7.16 But, the huge difference between two values does not justify the adoption of DCF method which is not backed by any scientific working done independently by the Chartered Accountant. Thus, the DCF method fails.
7.17 The working of the Chartered Accountant is also considered by adopting the book value of the subsidiary which is as under:-
Computation of fair value of equity shares as per Rule 11UA as on 30.9.14.
|Value of shares|
|Quoted shares of GMR
|Imparment of unquoted shares|
|All other assets|
|Less: advance tax etc.|
|Loans to others (doubtful of recovery)||-32.28|
|Advances to others (doubtful of recovery)||-12.35|
|Total of Assets (A)||5,480.77|
|Total of liabilities(L)||1,491.68|
|Paid up equity share capital||3.02|
|Paid up value of such equity shares||10|
|Paid up equity share capital||30,20,247|
|Fair value per equity share||12,466||2,26,996|
7.18 It will be seen from the above that when the consistent valuation method of book value is substituted then the share value stands at Rs.2,26,996/-. However, there is nothing brought on record to evidence the fact that this value was the book value as on date of issue of shares. Further, it will be seen that the NAV arrived at as at 30.09.2014 stands at Rs.18.68 which in any case could not have reached astronomical figure of Rs.2,26,996 in any case within a span of months. This also evidence the fact that when the book value is consistently adopted the other figures have been incorporated in a manner to inflate the value of the premium while the market value of the share of the subsidiary is adopted as red herring to bring the premium to the level of management desires. Thus, the valuation report has virtually no legs to stand on as it stands proven that what is stated to be book value also in fact is not the book value.

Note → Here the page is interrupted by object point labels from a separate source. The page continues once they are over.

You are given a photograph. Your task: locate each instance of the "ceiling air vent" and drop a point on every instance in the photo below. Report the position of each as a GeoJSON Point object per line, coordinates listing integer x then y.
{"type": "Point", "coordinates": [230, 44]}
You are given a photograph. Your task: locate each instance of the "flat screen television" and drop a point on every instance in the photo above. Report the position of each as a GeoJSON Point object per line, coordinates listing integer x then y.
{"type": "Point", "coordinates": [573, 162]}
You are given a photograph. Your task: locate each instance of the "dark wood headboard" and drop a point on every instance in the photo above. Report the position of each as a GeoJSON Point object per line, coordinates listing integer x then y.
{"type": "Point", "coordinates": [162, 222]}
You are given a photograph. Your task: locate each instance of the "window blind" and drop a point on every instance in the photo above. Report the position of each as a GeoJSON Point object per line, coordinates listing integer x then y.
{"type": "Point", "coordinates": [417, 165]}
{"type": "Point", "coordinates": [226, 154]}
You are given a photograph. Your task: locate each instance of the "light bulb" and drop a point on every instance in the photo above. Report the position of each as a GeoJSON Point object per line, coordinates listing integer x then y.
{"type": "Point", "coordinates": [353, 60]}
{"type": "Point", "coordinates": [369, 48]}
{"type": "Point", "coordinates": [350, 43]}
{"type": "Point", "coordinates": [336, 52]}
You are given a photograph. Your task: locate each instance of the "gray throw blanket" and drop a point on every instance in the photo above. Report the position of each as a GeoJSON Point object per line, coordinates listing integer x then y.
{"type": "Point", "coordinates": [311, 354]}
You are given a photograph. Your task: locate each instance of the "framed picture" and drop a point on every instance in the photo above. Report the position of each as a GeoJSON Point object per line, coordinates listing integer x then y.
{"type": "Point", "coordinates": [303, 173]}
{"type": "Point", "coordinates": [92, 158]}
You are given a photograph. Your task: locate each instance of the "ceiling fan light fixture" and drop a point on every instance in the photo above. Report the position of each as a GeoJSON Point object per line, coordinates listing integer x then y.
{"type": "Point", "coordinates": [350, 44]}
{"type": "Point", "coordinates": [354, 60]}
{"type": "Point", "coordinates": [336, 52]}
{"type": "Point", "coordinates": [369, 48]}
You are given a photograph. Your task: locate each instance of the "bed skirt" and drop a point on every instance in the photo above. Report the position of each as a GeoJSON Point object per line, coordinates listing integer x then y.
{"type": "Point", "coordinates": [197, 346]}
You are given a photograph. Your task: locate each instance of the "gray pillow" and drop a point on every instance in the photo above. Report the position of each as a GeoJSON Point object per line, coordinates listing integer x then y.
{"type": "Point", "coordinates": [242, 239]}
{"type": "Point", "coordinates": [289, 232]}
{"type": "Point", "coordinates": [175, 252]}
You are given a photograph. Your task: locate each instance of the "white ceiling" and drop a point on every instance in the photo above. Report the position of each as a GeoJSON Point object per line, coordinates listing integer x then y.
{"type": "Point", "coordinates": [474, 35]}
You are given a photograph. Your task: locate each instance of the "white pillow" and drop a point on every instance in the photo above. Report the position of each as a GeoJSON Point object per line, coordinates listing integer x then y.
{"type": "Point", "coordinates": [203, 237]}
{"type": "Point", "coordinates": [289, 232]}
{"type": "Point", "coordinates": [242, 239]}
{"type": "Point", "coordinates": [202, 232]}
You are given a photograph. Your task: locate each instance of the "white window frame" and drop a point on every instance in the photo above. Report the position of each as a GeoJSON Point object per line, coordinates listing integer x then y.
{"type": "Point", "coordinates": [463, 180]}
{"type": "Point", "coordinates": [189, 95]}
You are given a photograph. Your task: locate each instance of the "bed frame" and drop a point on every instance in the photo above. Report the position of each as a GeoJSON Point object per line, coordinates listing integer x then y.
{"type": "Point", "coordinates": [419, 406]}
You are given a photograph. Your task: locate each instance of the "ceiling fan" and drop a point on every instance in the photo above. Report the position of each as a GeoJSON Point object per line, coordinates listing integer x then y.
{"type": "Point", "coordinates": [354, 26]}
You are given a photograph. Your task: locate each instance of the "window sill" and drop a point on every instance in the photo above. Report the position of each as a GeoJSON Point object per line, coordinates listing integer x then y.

The entire accountant’s report thus stands discredited and hence, the Net asset value method is adopted to arrive at the excess premium as worked out at para 7.14 hereinabove.
Calculation of excess security premium collected during the year.
Total consideration received in respect of shares issued during the year Rs.2,58,44,03,250
Less: 1 Face value of 197715 shares issued during the year Rs.19,77,150
2. Fair market value of 197715 shares issued to resident at premium Rs.36,93,316
Excess share premium collected during the year Rs.257,87,32,783
Therefore I am satisfied that, value worked out as per DCF method and calculation of NAV method by the assessee is exaggerated value of the assessee company. The value as per NAV is computed above very close to real value of share. Therefore, DCF and NAV method adopted by the assessee company is rejected and value as determined above is accepted. As share premium received is higher than actual value of the share Rs.257,87,32,783 is added back as income from other sources as per the provisions of the section 56(2)(viib) of the Income-tax Act, 1961 to total income of the assessee company.
(Addition : Rs.257,87,32,783/-)”
4.1 Aggrieved by the draft assessment order, the assessee filed objections before the DRP. The DRP rejected the objections of the assessee and confirmed the view taken by the Assessing Officer. The objections of the assessee before the DRP and the directions of the DRP reads as follow:-
“2.3 Ground of objection No.3: Proposed addition on account of share premium received u/s. 56(2)(viib) of Rs.257,87,32,783/-
Objection No. 3.1: On the facts and in the circumstances of the case and in law, the AO erred in proposing to make an addition of Rs.257.87crores as excess share premium allegedly collected in violation of the provisions of Section 56(2)(viib) of the Act.
The Assessee objects to the proposed action of the AO mainly for the following amongst various reasons:
Objection No. 3.2: The Ld. AO, has rejected the value of shares having regard only to the first limb of the clause (a) of the Explanation to section 56(2)(viib); completely ignoring the express provisions of the second limb which clearly provides that the assessee is entitled to value the shares having regard to the fair value of the assets on the date of issue of shares.
Objection No. 3.3: Explanation (a)(ii) to section 56(2)(viib) prescribes that the fair market value (“FMV”) of shares shall be the value as may be substantiated by the company to the satisfaction of the Assessing Officer, based on the value, on the date of issue of shares, of its assets, including intangible assets being goodwill, know-how, patents, copyrights, trademarks, licences, franchises or any other business or commercial rights of similar nature. The assessee has substantiated the said value by a Valuation Report, which was done on the ‘basis of the Fair market value of net etc held by the Company and also substantiated by DCF working.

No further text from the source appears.